Extract

A 73-year-old patient required anticoagulation with apixaban 2.5 mg 2×/day after developing atrial fibrillation early after coronary artery bypass grafting. On the 16th post-operative day, the patient presented with acute, excruciating epigastric and right upper quadrant pain irradiating to the back. Liver and pancreatic enzymes were elevated. Computed tomography excluded a pulmonary embolism and aortic dissection and showed an enlarged gall bladder with radio-dense material and possible microlithiases (Panel A). Magnetic resonance imaging cholangiography showed acute cholecystitis with sludge in the gall bladder, without dilatation of the biliary ducts and no lithiasis. The patient was placed on ceftriaxone and metronidazole and had a favourable course.

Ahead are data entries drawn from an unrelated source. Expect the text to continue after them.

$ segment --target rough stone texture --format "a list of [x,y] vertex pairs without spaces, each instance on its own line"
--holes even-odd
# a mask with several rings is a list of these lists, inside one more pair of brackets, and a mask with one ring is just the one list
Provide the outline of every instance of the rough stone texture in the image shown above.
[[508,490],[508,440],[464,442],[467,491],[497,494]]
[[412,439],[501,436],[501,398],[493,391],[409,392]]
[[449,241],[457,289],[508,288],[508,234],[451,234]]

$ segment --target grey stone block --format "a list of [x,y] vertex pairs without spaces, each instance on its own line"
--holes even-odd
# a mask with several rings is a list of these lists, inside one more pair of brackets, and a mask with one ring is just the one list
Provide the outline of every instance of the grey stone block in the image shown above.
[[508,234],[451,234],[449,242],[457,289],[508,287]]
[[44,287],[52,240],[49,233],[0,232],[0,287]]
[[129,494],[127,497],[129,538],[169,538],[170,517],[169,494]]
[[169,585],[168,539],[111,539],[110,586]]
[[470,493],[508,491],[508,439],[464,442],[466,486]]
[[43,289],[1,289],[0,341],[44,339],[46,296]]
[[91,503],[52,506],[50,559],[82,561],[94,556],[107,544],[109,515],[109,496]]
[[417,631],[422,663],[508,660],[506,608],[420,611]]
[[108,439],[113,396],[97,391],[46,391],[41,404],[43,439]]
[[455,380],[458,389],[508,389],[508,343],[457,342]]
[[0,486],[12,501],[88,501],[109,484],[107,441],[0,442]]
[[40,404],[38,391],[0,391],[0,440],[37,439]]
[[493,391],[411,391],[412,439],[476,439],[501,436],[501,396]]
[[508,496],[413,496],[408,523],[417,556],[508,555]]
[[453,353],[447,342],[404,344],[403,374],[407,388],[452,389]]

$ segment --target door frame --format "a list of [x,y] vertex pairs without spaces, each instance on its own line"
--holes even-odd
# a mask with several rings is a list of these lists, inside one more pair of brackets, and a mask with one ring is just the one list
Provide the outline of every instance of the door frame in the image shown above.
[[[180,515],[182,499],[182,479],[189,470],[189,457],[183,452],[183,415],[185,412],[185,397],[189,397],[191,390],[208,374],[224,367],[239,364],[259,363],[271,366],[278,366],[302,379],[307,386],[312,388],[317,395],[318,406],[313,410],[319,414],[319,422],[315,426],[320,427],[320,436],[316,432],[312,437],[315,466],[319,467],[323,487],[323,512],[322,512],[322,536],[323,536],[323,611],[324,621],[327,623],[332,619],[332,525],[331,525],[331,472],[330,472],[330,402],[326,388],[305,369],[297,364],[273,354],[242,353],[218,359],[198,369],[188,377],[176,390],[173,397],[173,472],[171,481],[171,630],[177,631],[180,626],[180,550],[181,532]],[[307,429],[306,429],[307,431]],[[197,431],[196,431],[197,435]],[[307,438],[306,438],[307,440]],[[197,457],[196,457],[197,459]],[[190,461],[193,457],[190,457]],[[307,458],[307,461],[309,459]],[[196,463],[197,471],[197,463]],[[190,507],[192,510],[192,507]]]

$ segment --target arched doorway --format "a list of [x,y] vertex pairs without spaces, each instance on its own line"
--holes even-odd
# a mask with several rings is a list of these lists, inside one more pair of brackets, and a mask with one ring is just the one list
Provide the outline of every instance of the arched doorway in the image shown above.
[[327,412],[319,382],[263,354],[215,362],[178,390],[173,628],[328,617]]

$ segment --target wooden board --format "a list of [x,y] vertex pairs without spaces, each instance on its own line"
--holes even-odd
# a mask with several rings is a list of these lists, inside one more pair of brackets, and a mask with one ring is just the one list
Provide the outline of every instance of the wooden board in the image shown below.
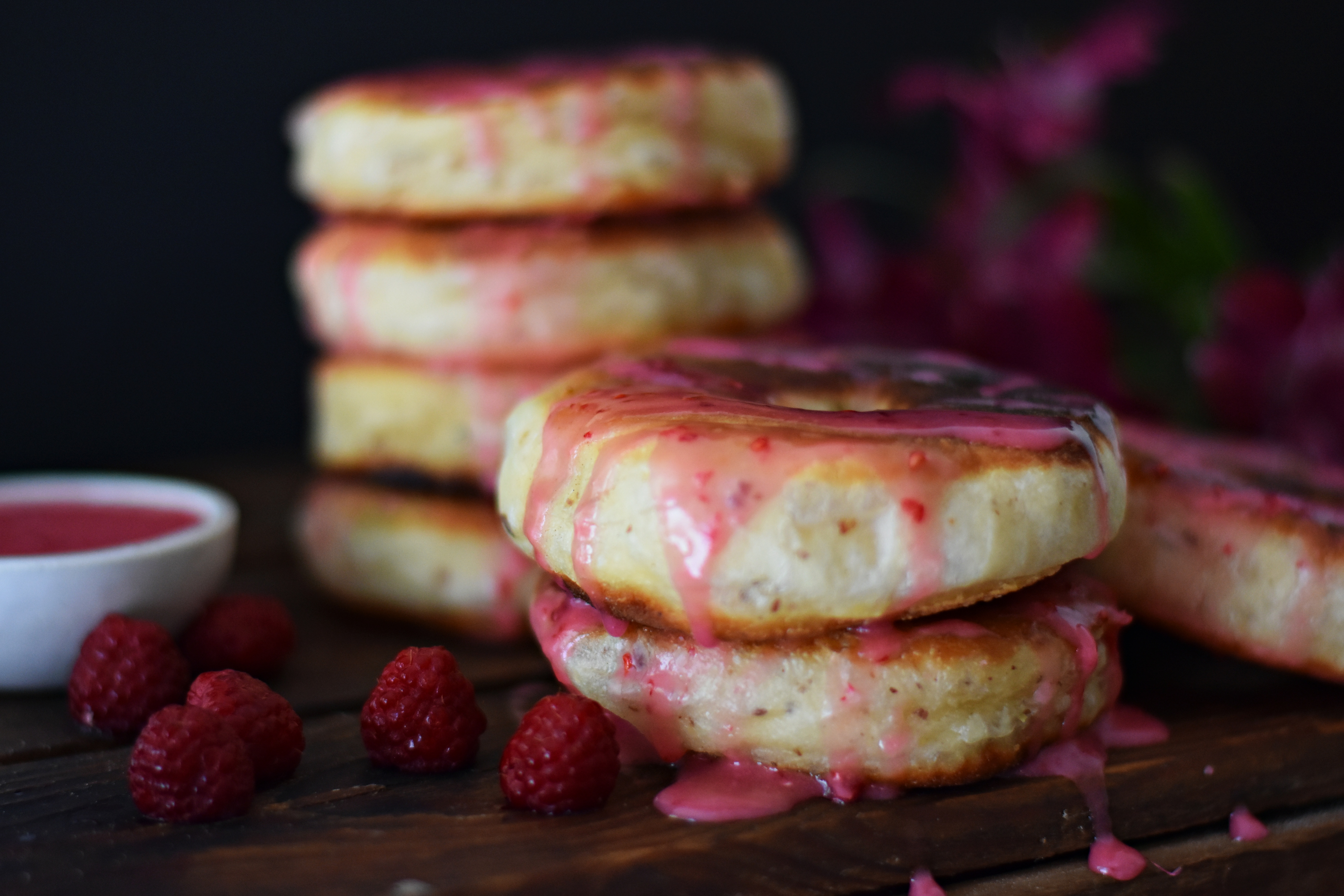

He presented with recurrent right upper quadrant symptoms on post-operative day 27. He was septic, with a fever of 38.5°C. Liver and pancreatic enzymes were significantly increased. Magnetic resonance imaging cholangiography showed biliary duct dilatation with sludge obstructing the last 5 cm of the common bile duct (Panels B and C). Endoscopic ultrasound examination didn’t show any lithiases or bile duct obstruction. Laparoscopic cholecystectomy was performed. The gall bladder was extremely tense. Needle-puncture was attempted; however, the material within it was too dense to be aspirated. Old clots were exteriorized under pressure (Panel D). After removing clot and obtaining retrograde bile flow through the cystic duct, cholangiography showed clear bile ducts. The patient had an uncomplicated recovery.